My favorite way to eat shrimp is stir fried. It’s quick to throw together and so easy to adjust to whatever you’re in the mood for and have on hand. This recipe is one of my all-time favorite shrimp dishes adapted from my Mom’s recipe and can be done in 15 minutes or less. Lickety split! I joked with the Mister that if I had a shrimp truck, this would to be the house truck special dish.
It’s a great recipe on 2-folds. One, the shrimp is utterly addictive. Two, eliminate or substitute one or two ingredients for a completely different dish that’s equally addictive. The dish has a slight heat to it if using fresh chili peppers and as always, adjust the heat to your liking. The Mister requested this be even hotter next time so I will throw in more red chili pepper flakes as well saute the chilis in the oil longer. I used Serrano chilis in this since it’s what I have in the garden right now. It will work just as nice with fresh red chili pepper, jalapeno, Thai chili, you get the idea. If you don’t have fresh chili, you can use whole dried red chili broken in half or thirds.
I often will use the stem on fresh hot chili (assuming it still has a stem) as a handle while cutting it. I hold the stem in one hand and slice with the other. I think it’s prevented a lot of eye and nose irritation. But gloves always do the trick too, just don’t touch your face while you still have the gloves on.
The ingredients with the asterisk are the ingredients that can be swapped or eliminated to create a different dish. Notes on that at the end of the recipe.
Update: The original recipe calls for shell on the shrimp. I recently made this without the shells and it was just as good! I also stir fried the chilis in oil before adding the garlic and scallions to release more heat. It was a little bit hotter but not as much as I had hoped. So for those who like a good amount of heat (say maybe a “5″ heat rating in Thai food), I would recommend adding more chili peppers dried and/or fresh.
Serves 6 in a multi-dish meal (or in our case, 2 very hungry adults as the main course)
Spicy Garlic Shrimp
- 1 lb shrimp, deveined with shell on (or if you prefer, shelled)
- 1 egg white, slightly beaten
- 1 Tbsp rice flour
- 3 garlic cloves, finely chopped
- 1 scallion, chopped
- 2-3 fresh Serrano chili, sliced or diced
- 1/2 tsp red chili pepper flakes
- 1/4 tsp salt
- 1/4 tsp ground black pepper
- 4 Tbsp cooking oil, divided
- 3 Tbsp sugar*
- 2 Tbsp water*
Rinse the shrimp and pat dry. Combine egg white and rice flour to form a paste. Mix shrimp with paste coating each shrimp well and set aside.
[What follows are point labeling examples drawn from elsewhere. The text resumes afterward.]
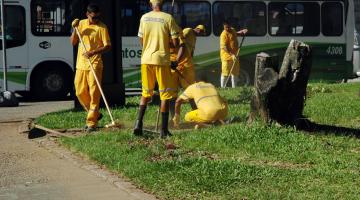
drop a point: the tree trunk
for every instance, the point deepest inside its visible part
(280, 95)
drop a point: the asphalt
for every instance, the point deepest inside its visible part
(41, 169)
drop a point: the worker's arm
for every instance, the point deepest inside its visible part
(179, 102)
(99, 50)
(181, 52)
(175, 42)
(242, 32)
(74, 38)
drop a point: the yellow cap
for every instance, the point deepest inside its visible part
(156, 1)
(201, 27)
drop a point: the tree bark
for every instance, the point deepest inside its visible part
(280, 95)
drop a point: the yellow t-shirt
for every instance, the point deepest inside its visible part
(190, 38)
(207, 99)
(94, 36)
(229, 41)
(186, 59)
(156, 29)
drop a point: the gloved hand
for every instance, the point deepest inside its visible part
(233, 56)
(75, 23)
(176, 120)
(173, 65)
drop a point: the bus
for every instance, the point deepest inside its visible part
(41, 59)
(326, 25)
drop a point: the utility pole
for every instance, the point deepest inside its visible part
(3, 44)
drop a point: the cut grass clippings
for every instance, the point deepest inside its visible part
(235, 161)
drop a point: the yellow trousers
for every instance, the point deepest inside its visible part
(160, 74)
(88, 93)
(188, 73)
(226, 67)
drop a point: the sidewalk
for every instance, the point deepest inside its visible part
(40, 169)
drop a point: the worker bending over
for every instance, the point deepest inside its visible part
(95, 36)
(211, 107)
(229, 48)
(157, 29)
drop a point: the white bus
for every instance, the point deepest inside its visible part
(41, 59)
(328, 26)
(39, 56)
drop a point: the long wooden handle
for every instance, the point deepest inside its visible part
(96, 79)
(232, 67)
(50, 130)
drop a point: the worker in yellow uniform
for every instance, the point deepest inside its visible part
(211, 107)
(190, 37)
(157, 29)
(181, 58)
(228, 54)
(96, 38)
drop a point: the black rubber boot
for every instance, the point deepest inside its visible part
(138, 128)
(139, 122)
(164, 132)
(172, 107)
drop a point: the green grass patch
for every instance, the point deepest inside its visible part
(236, 161)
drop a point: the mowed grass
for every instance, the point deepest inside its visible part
(235, 161)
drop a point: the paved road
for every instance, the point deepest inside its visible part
(32, 109)
(40, 169)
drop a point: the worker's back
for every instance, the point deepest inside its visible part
(207, 99)
(156, 30)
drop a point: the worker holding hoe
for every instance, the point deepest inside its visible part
(181, 57)
(181, 61)
(190, 37)
(96, 38)
(211, 107)
(229, 48)
(157, 29)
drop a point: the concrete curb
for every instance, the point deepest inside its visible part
(52, 146)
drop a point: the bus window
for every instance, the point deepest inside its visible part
(250, 15)
(294, 19)
(190, 14)
(50, 18)
(332, 18)
(131, 12)
(14, 26)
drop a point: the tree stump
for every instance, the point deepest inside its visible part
(280, 95)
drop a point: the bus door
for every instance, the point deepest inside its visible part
(16, 47)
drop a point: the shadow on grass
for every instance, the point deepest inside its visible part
(36, 133)
(308, 126)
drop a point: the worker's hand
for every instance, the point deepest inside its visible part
(180, 68)
(89, 54)
(75, 23)
(244, 31)
(173, 65)
(233, 57)
(176, 120)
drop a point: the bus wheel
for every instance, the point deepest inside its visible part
(244, 78)
(51, 84)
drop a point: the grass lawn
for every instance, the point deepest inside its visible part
(235, 161)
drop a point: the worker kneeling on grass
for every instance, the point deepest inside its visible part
(95, 36)
(211, 107)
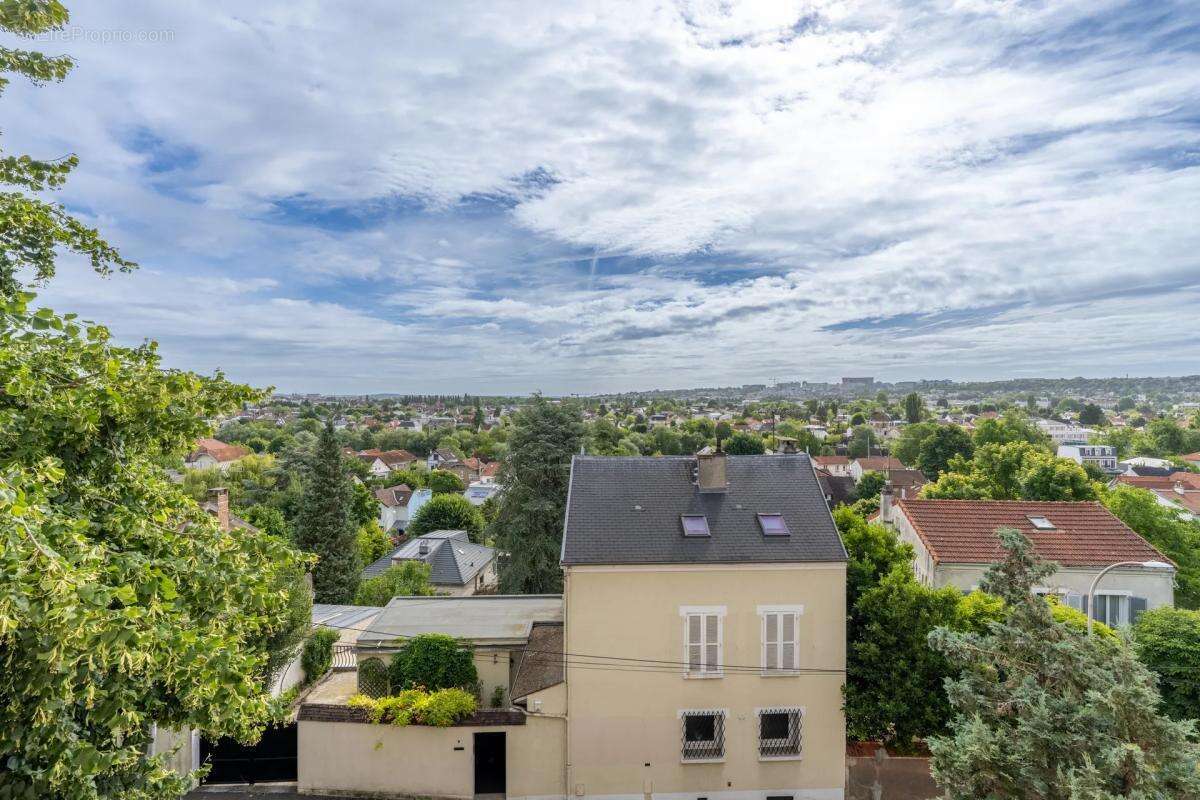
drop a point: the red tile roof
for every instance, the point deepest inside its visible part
(1086, 534)
(219, 450)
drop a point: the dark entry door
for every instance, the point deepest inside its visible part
(490, 775)
(274, 758)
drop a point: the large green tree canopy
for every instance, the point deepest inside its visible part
(123, 605)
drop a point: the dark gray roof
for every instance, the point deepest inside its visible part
(453, 558)
(625, 510)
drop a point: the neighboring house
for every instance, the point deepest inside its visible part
(394, 506)
(885, 464)
(1063, 433)
(1104, 457)
(955, 542)
(214, 452)
(838, 489)
(514, 751)
(457, 566)
(833, 464)
(479, 492)
(1177, 491)
(729, 572)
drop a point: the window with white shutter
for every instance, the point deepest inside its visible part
(780, 638)
(702, 641)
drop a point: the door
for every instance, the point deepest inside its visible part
(490, 774)
(274, 758)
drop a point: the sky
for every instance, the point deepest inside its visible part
(592, 197)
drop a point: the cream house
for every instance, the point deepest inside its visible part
(705, 638)
(955, 542)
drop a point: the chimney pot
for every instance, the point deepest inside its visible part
(886, 498)
(221, 497)
(711, 471)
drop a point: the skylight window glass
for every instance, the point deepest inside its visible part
(773, 524)
(695, 524)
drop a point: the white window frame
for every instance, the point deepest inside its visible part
(802, 711)
(1122, 606)
(724, 725)
(685, 613)
(781, 671)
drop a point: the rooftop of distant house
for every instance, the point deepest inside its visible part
(1069, 534)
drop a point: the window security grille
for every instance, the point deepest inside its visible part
(779, 733)
(703, 735)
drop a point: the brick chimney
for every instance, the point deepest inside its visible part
(711, 471)
(886, 498)
(221, 499)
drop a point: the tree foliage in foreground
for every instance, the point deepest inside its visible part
(1043, 710)
(121, 602)
(528, 524)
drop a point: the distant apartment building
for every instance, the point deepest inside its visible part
(1065, 433)
(1101, 456)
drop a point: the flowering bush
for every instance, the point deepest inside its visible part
(438, 709)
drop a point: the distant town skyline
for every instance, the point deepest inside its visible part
(606, 197)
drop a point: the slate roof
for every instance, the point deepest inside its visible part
(453, 558)
(964, 531)
(627, 510)
(539, 665)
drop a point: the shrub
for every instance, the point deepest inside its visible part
(318, 654)
(439, 709)
(373, 678)
(433, 661)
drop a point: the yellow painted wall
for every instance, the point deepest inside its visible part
(415, 761)
(622, 721)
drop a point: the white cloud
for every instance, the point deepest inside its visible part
(617, 194)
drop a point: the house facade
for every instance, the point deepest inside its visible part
(955, 542)
(705, 602)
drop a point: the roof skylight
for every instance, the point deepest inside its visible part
(695, 524)
(773, 524)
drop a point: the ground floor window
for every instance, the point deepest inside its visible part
(703, 735)
(779, 733)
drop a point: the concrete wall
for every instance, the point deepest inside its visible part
(389, 761)
(625, 731)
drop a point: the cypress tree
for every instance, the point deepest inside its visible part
(324, 524)
(528, 524)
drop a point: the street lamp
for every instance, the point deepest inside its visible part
(1091, 590)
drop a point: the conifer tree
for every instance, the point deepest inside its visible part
(1043, 710)
(324, 524)
(528, 524)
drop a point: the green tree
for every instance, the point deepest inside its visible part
(913, 407)
(405, 579)
(433, 661)
(33, 230)
(1176, 539)
(1168, 641)
(870, 486)
(743, 443)
(1042, 710)
(528, 524)
(447, 512)
(907, 445)
(1092, 414)
(324, 525)
(443, 481)
(937, 449)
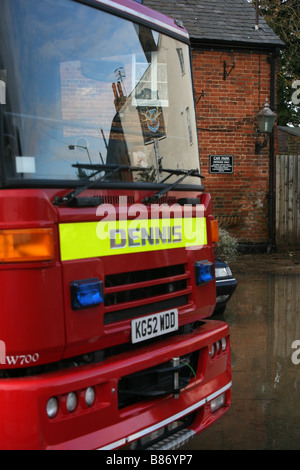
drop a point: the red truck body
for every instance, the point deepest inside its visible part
(103, 342)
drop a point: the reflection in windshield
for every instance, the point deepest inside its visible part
(84, 86)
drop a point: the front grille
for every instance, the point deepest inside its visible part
(133, 294)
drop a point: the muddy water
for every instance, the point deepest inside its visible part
(264, 317)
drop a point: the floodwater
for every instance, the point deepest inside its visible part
(264, 318)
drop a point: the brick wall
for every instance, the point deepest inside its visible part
(227, 126)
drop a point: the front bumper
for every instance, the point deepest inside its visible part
(105, 425)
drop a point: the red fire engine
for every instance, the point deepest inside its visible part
(106, 233)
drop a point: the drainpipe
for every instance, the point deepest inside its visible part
(271, 243)
(257, 14)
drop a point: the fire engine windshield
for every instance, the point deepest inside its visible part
(81, 87)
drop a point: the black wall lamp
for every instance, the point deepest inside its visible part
(266, 119)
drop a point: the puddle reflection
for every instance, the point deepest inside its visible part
(264, 317)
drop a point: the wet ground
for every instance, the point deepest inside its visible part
(264, 318)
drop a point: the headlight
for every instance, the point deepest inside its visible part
(52, 407)
(90, 396)
(71, 402)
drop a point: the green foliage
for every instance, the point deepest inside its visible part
(227, 247)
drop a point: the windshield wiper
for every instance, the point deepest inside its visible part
(155, 197)
(72, 195)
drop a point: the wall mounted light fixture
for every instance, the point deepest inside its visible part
(266, 119)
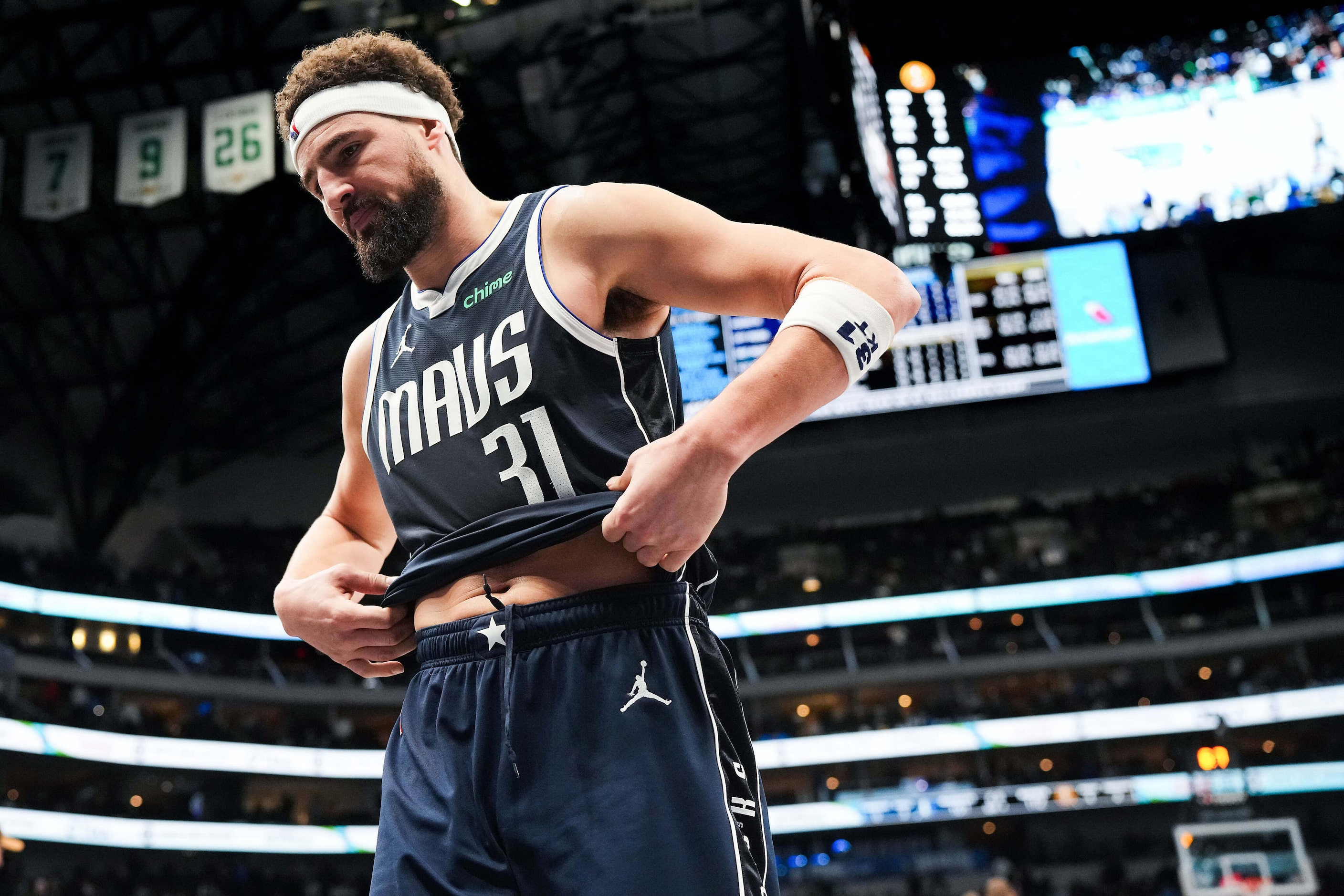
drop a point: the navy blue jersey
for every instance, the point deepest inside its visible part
(495, 417)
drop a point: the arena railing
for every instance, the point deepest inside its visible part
(781, 753)
(737, 625)
(847, 812)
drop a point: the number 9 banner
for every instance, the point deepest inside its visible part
(57, 171)
(152, 157)
(238, 143)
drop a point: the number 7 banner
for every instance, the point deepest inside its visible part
(57, 171)
(238, 143)
(152, 157)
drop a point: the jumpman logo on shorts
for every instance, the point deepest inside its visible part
(404, 348)
(641, 689)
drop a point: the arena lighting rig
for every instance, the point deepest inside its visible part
(738, 625)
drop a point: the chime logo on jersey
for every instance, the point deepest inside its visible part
(453, 391)
(484, 292)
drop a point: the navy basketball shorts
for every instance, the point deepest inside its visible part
(590, 745)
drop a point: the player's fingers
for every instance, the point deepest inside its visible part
(383, 637)
(351, 615)
(366, 669)
(650, 555)
(613, 527)
(620, 483)
(638, 544)
(675, 559)
(362, 581)
(378, 655)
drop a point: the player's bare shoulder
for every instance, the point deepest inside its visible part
(354, 379)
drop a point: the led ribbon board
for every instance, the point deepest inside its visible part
(1057, 729)
(197, 836)
(1034, 594)
(738, 625)
(784, 753)
(183, 753)
(140, 613)
(905, 806)
(858, 811)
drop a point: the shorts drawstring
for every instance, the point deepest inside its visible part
(511, 633)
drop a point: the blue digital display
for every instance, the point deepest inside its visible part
(1096, 316)
(1002, 327)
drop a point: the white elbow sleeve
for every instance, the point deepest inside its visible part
(847, 316)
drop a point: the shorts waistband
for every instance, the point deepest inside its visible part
(621, 608)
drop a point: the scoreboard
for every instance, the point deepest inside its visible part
(1022, 324)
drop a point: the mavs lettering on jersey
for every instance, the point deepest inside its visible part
(478, 406)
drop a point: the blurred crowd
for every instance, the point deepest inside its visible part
(167, 875)
(1284, 500)
(1280, 50)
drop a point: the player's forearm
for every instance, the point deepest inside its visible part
(328, 543)
(799, 374)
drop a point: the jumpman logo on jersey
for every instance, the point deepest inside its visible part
(404, 348)
(641, 689)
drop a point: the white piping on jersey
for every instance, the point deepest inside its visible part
(374, 356)
(663, 367)
(620, 370)
(439, 302)
(714, 727)
(547, 300)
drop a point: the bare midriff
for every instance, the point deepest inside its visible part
(580, 564)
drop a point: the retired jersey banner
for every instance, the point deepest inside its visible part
(238, 143)
(152, 157)
(57, 172)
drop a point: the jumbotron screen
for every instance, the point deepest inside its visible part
(1241, 121)
(1030, 323)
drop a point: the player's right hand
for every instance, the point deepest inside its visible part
(325, 610)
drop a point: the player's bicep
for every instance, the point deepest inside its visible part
(357, 501)
(675, 251)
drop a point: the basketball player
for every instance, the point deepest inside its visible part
(515, 421)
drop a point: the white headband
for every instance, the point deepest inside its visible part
(379, 97)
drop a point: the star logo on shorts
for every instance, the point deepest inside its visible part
(494, 635)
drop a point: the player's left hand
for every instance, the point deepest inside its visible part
(675, 490)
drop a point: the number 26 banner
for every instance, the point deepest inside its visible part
(152, 157)
(238, 143)
(57, 171)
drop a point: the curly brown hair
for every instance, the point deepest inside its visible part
(365, 55)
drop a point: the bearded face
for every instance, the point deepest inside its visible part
(398, 230)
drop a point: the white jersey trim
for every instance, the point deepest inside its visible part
(374, 358)
(714, 727)
(542, 291)
(620, 371)
(439, 302)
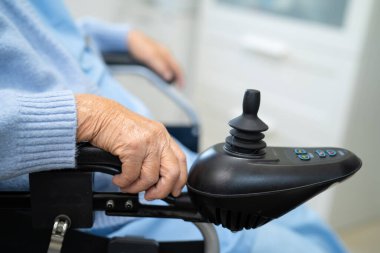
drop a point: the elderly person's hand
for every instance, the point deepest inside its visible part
(155, 56)
(151, 159)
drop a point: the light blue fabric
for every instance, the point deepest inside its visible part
(44, 58)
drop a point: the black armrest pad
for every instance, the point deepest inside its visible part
(96, 159)
(120, 58)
Mix the sugar and water together in a small bowl and set aside.
Heat wok and add 3 tablespoon of oil on medium-high heat. Fry the shrimp for about 2 minutes until the shell is crispy. I do this in batches, flipping the shrimp at the 1-minute mark. Remove to paper towel and drain.
Once all the shrimp have been fried, remove the oil from the wok. Reheat the wok and add remaining 1 tablespoon of oil. Add Serrano chili, red chili flakes, garlic and scallions to oil and stir fry until fragrant, about a minute. Add sugar water and cook for about 30 seconds. Add shrimp, salt and ground black pepper and stir quickly to coat everything. Serve hot.
To increase the heat, stir fry the chilis first in the hot oil for 1-2 minutes. Then add the garlic and scallions and continue with remaining instructions.
Here’s a closer look at the dish. All that chili and garlic, yom yom yom!
* Three tablespoon of sugar may seem like a lot but this dish isn’t overly sweet. It gives just enough sweetness to balance out the heat. The sugar and water can be eliminated for a savory salty dish. I would recommend increasing the ground black pepper in that case.
For another twist, eliminate the sugar and water and add a dash of Chinese 5 Spices at the final tossing.
This dish can also be made into a sweet and sour spicy dish. Add 2 tablespoon of white vinegar with the sugar and water to give it that tang. The vinegar can be increased if you’re especially fond of extra tanginess.
There you have it. A 4-fer recipe to meet whatever taste you’re in the mood for. Now pass me a shrimp and a napkin.